The pathological processes contributing to the gastrointestinal involvement in SSc are complex and are leading todifferent gastrointestinal motor disorders. Neuropathy, followed by myopathy and later on by fibrosis production, is a crucial moment in the pathophysiology of the disease. The presence of specific antibodies support the above: autoantibodies against acetylcholine M3 receptor (anti-M3R) causing significant smooth muscle dysfunction in early phase of gastrointestinal involvement in SSc have been detected .
The stomach in SSc can be affected by various motility dysfunctions, including impaired interdigestive and postprandial gastric motor pattern, delayed gastric emptying and/or can be associated with chronic atrophic gastritis .

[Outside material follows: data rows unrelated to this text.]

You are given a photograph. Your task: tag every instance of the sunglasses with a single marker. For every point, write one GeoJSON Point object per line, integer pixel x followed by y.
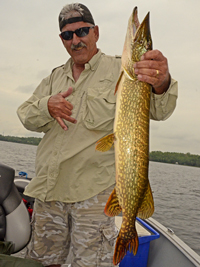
{"type": "Point", "coordinates": [81, 32]}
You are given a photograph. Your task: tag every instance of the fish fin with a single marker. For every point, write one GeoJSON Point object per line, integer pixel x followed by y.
{"type": "Point", "coordinates": [117, 85]}
{"type": "Point", "coordinates": [112, 207]}
{"type": "Point", "coordinates": [123, 246]}
{"type": "Point", "coordinates": [105, 143]}
{"type": "Point", "coordinates": [136, 23]}
{"type": "Point", "coordinates": [146, 210]}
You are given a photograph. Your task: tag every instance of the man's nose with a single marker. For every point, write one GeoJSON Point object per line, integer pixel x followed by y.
{"type": "Point", "coordinates": [75, 39]}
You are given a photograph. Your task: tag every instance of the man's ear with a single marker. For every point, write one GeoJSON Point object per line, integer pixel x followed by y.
{"type": "Point", "coordinates": [61, 38]}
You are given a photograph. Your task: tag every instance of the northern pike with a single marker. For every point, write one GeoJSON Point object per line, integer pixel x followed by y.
{"type": "Point", "coordinates": [132, 194]}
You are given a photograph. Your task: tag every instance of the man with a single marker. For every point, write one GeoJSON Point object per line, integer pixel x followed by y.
{"type": "Point", "coordinates": [75, 107]}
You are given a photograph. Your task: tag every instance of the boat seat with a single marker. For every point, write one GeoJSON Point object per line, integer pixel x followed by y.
{"type": "Point", "coordinates": [14, 217]}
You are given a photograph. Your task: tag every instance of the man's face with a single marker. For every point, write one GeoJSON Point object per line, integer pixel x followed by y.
{"type": "Point", "coordinates": [81, 55]}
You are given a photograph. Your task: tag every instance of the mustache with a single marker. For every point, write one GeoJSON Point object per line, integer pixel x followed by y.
{"type": "Point", "coordinates": [79, 45]}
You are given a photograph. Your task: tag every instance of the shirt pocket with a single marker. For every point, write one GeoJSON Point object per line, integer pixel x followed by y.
{"type": "Point", "coordinates": [99, 112]}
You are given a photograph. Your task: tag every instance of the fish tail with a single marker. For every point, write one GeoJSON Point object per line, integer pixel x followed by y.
{"type": "Point", "coordinates": [124, 245]}
{"type": "Point", "coordinates": [112, 207]}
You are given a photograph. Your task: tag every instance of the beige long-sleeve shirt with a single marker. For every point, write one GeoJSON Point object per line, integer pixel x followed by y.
{"type": "Point", "coordinates": [68, 168]}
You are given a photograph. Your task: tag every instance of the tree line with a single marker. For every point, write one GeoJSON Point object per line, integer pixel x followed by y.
{"type": "Point", "coordinates": [158, 156]}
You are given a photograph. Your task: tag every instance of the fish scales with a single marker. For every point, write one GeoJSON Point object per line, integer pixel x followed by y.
{"type": "Point", "coordinates": [132, 194]}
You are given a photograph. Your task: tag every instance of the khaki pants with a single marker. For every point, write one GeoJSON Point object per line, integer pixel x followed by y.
{"type": "Point", "coordinates": [79, 233]}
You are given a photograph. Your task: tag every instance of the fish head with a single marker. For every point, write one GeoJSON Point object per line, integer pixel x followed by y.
{"type": "Point", "coordinates": [142, 41]}
{"type": "Point", "coordinates": [137, 42]}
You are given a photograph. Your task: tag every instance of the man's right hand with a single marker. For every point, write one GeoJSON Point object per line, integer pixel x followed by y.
{"type": "Point", "coordinates": [60, 109]}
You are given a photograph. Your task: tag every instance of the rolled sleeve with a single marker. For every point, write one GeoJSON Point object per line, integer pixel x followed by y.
{"type": "Point", "coordinates": [34, 113]}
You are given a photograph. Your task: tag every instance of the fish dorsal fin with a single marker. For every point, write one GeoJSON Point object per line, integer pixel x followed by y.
{"type": "Point", "coordinates": [147, 208]}
{"type": "Point", "coordinates": [112, 207]}
{"type": "Point", "coordinates": [105, 143]}
{"type": "Point", "coordinates": [117, 85]}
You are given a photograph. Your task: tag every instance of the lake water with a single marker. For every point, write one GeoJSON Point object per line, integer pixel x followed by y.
{"type": "Point", "coordinates": [176, 190]}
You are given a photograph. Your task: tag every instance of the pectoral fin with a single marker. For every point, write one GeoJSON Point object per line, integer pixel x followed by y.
{"type": "Point", "coordinates": [112, 207]}
{"type": "Point", "coordinates": [105, 143]}
{"type": "Point", "coordinates": [147, 208]}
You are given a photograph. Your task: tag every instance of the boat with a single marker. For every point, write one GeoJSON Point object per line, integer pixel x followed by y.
{"type": "Point", "coordinates": [158, 245]}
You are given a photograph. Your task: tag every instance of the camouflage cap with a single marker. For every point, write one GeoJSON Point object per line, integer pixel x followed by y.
{"type": "Point", "coordinates": [84, 14]}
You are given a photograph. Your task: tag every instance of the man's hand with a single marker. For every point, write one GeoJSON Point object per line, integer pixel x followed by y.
{"type": "Point", "coordinates": [153, 69]}
{"type": "Point", "coordinates": [61, 109]}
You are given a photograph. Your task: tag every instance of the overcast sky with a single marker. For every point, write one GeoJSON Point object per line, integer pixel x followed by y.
{"type": "Point", "coordinates": [30, 48]}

The surface electrogastrography (EGG) is a non-invasive method for assessment of gastric myoelectrical activity. A gastric pacemaker generates an electrical phenomenon termed “gastric slow waves”. They originate in a “pacemaker region” located on the greater curvature of the stomach near the junction of the fundus and proximal gastric body . A method of examining a signal by frequency instead of time has been implemented mathematically and is called the Fourier transform. The dominant frequency is determined as a frequency with the greatest power in the Fourier transform during a specific time period. The power is defined as an area of waves (amplitudes) . The normal gastric slow-wave frequency corresponds to 3 cycles per minute (a 3-cmp rhythm) [6–9]. The values of 0.5–2.0 cpm are referred to bradygastria, the values of 4–9 cpm are called tachygastria, and the last gastric dysrhythmia is an arrhythmia in which non-rhythmic gastric slow waves occur . EGG is feasible both for experimental studies [10–16] and clinical assessment [6,7,17–24]. Only a few papers investigated EGG in SSc so far [25–33]. Bradygastria was the most important finding in those studies. To the best of our knowledge, no in-depth EGG analysis in SSc has been published so far. The aim of our prospective study was to investigate EGG of SSc in detail, including the analysis of one-minute intervals and evaluation of EGG power.
Materials and methods
The study group included 33 patients (5 men, 28 women, mean age 60 years, min. 22, max. 83 years). All patients met the criteria for SSc determination according to the American College of Rheumatology (ACR) and the European League Against Rheumatism (EULAR) from 2013 . The limited SSc (lSSc) and diffuse SSc (dSSc) subsets were based on differences in the extent of skin involvement . Totally 17 patients (including 2 men) suffered from dSSc and 13 patients (including 2 men) had lSSc. Sclerosis sine scleroderma was seen in two subjects, one male patient suffered from an overlap syndrome. The mean age of patients at the time of the diagnosis was 51 years (10–80 years). The average time from the onset of the first symptoms to the diagnosis was 5 years (the shortest period to the diagnosis was 1 month, the longest 34 years). The most common initial non-Raynaud’s symptom was the joint pain (11 patients; including 1 male) and skin stiffness (11 patients; including 1 male). Other symptoms were: dyspnoea (5 patients; including 1 male), heartburn (4 patients), digital ulcers (4 patients), joint swelling (3 patients; including 1 male), cough (3 patients), muscle weakness (3 patients), dysphagia (2 patients), oedemas of lower extremities (1 male patient), palpitations (1 patient), diarrhoea (1 patient), chest pain (1 patient), Sjögren’s syndrome (1 patient) and arterial hypertension (1 male patient). Totally 18 patients had more than one symptom. Five patients kept smoking, twelve stopped smoking and 16 individuals have never smoked.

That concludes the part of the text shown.